Protest nauczycieli trwa. Ci, którzy w nim uczestniczą, mówią o sobie, że są zdeterminowani. Widoczny jest jednak podział między pedagogami. Niestety sami go podsycają.
Jedna ze szkół w podwrocławskiej miejscowości. Drugi dzień strajku. Do szkoły przychodzą nauczyciele i podpisują listy. Na jednej widnieją nazwiska tych, którzy protestują, na drugiej ci, którzy wyrażają gotowość do pracy. Uczniów w szkole brak.

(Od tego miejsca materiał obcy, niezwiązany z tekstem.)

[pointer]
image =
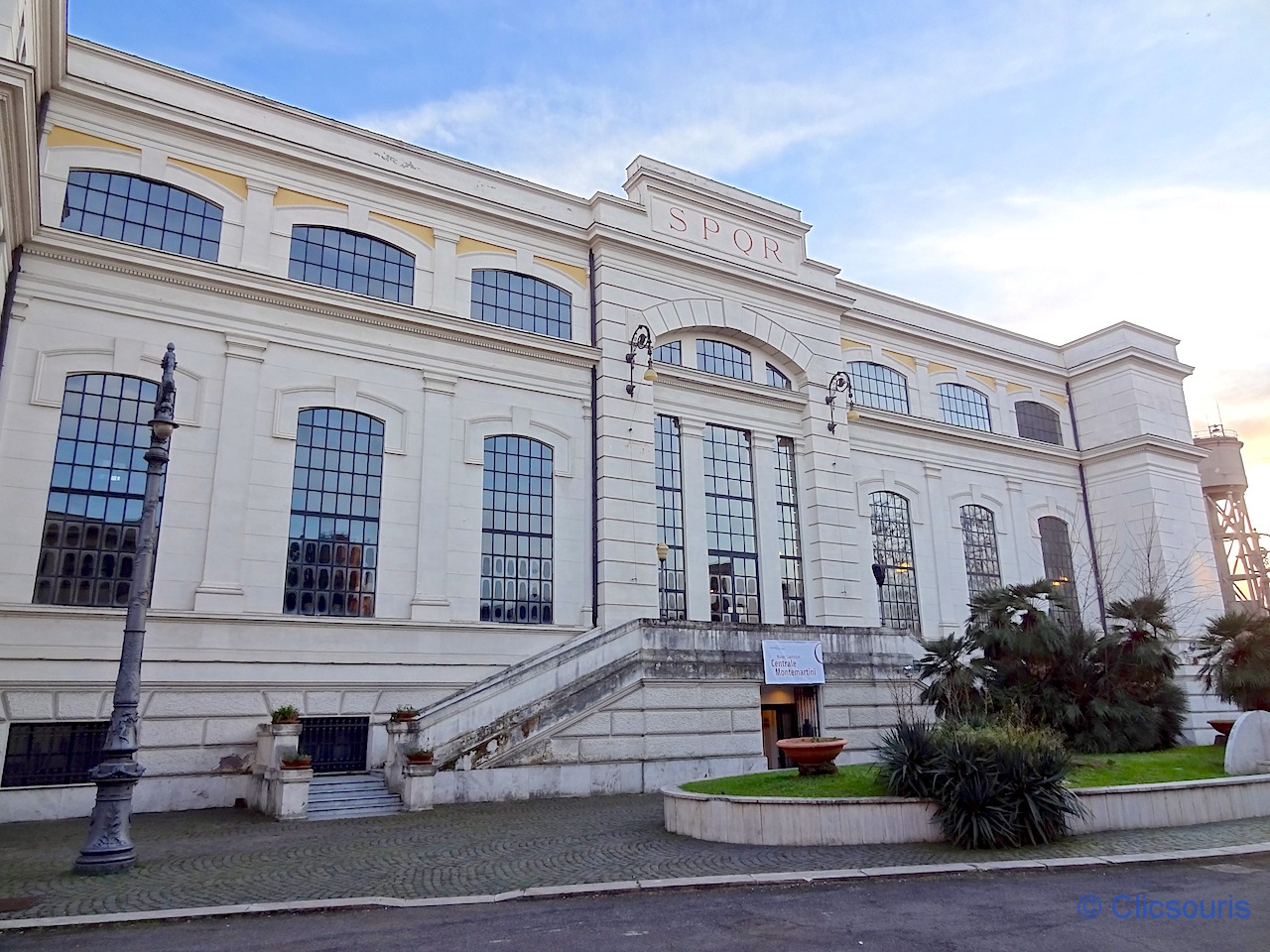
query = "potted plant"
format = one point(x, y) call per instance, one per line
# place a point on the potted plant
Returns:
point(813, 754)
point(1234, 661)
point(299, 761)
point(418, 756)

Na korytarzu szkolnym pojawia się plakat z szokującym napisem. Można go sparafrazować: „Łamistrajki! Walczycie o podwyżki naszym kosztem”. Czytający te słowa, nauczyciele są, przynajmniej w części, zdegustowani. Są wśród nich tacy, którzy w związku z napisem zdecydowali się na zakończenie swojego udziału w proteście. Tłumaczą, że nie chcą uczestniczyć w jakimkolwiek sporze, i to jeszcze na tak niskim poziomie.

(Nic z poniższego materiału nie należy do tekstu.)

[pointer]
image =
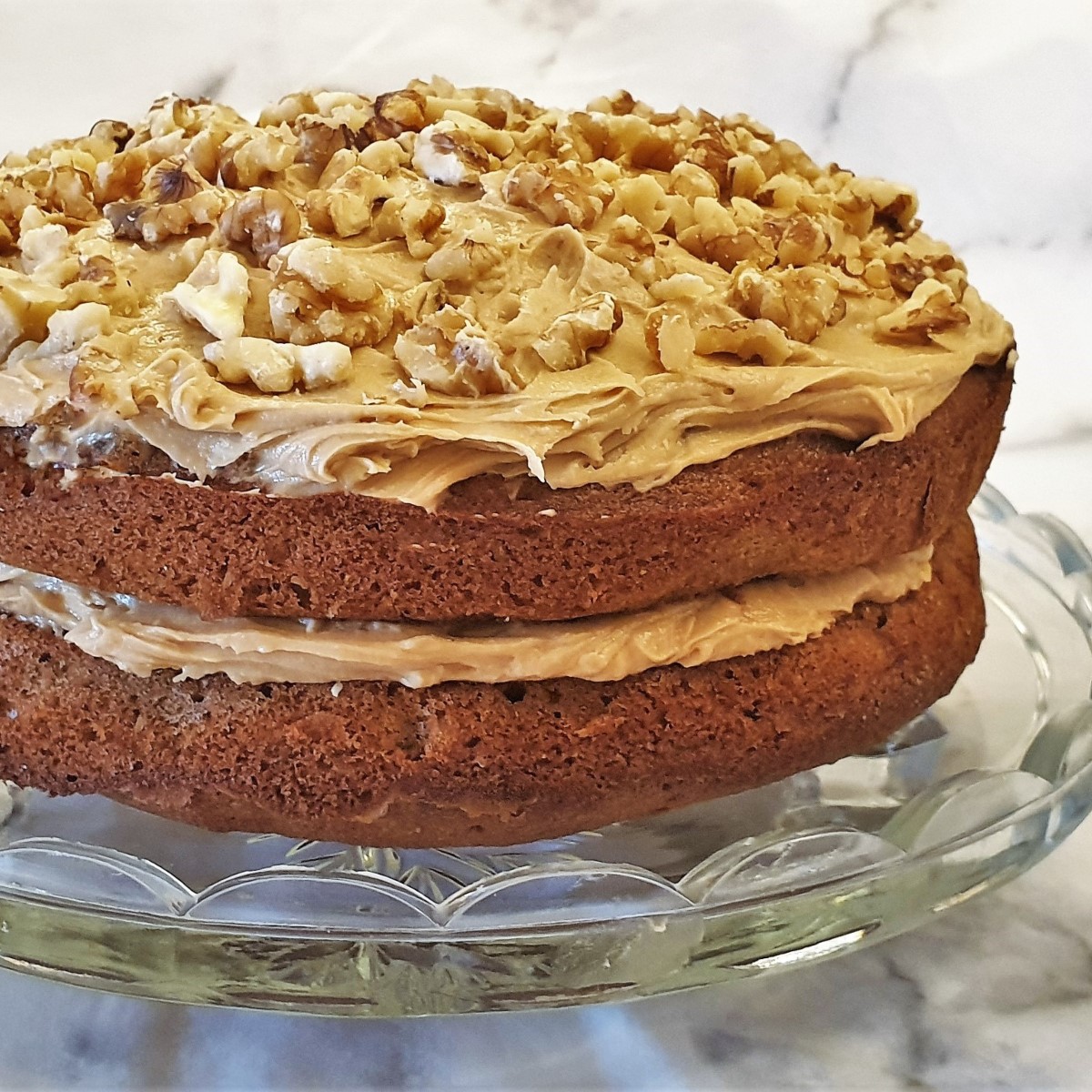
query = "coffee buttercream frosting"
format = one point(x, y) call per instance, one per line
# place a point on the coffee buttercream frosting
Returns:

Rozmawiałem w ostatnich dniach z wieloma nauczycielami. Większość do strajku przystąpiła, ale o tym, jakie emocje nimi targały, wiedzą tylko oni i ich najbliżsi. Skąd te emocje? Bo nie tylko o pieniądze chodzi. Moi rozmówcy podkreślają, że dzięki podwyżkom będą mogli zapewnić lepszy byt swoim rodzinom, ale mają poczucie niesprawiedliwości względem uczniów, którzy zostali bez opieki.
Jedna z nauczycielek tłumaczyła, że wierzy, iż nauczyciele w końcu doczekają się podwyżek i godnych zarobków, ale nie godzi się na to, by zmarnować potencjał, na który pracowała wiele ostatnich lat, przygotowując gimnazjalistów do egzaminu. Zapewne nie jest jedyna, bo według zapewnień Urzędu Miasta Wrocławia, ich przeprowadzenie nie jest zagrożone w 42 na 47 placówek.
W imieniu gimnazjalistów i ich rodziców dziękujemy za poczucie odpowiedzialności i życzymy, by udało się w końcu osiągnąć cel wzrostu wynagrodzeń, ale niekoniecznie antagonizując środowisko.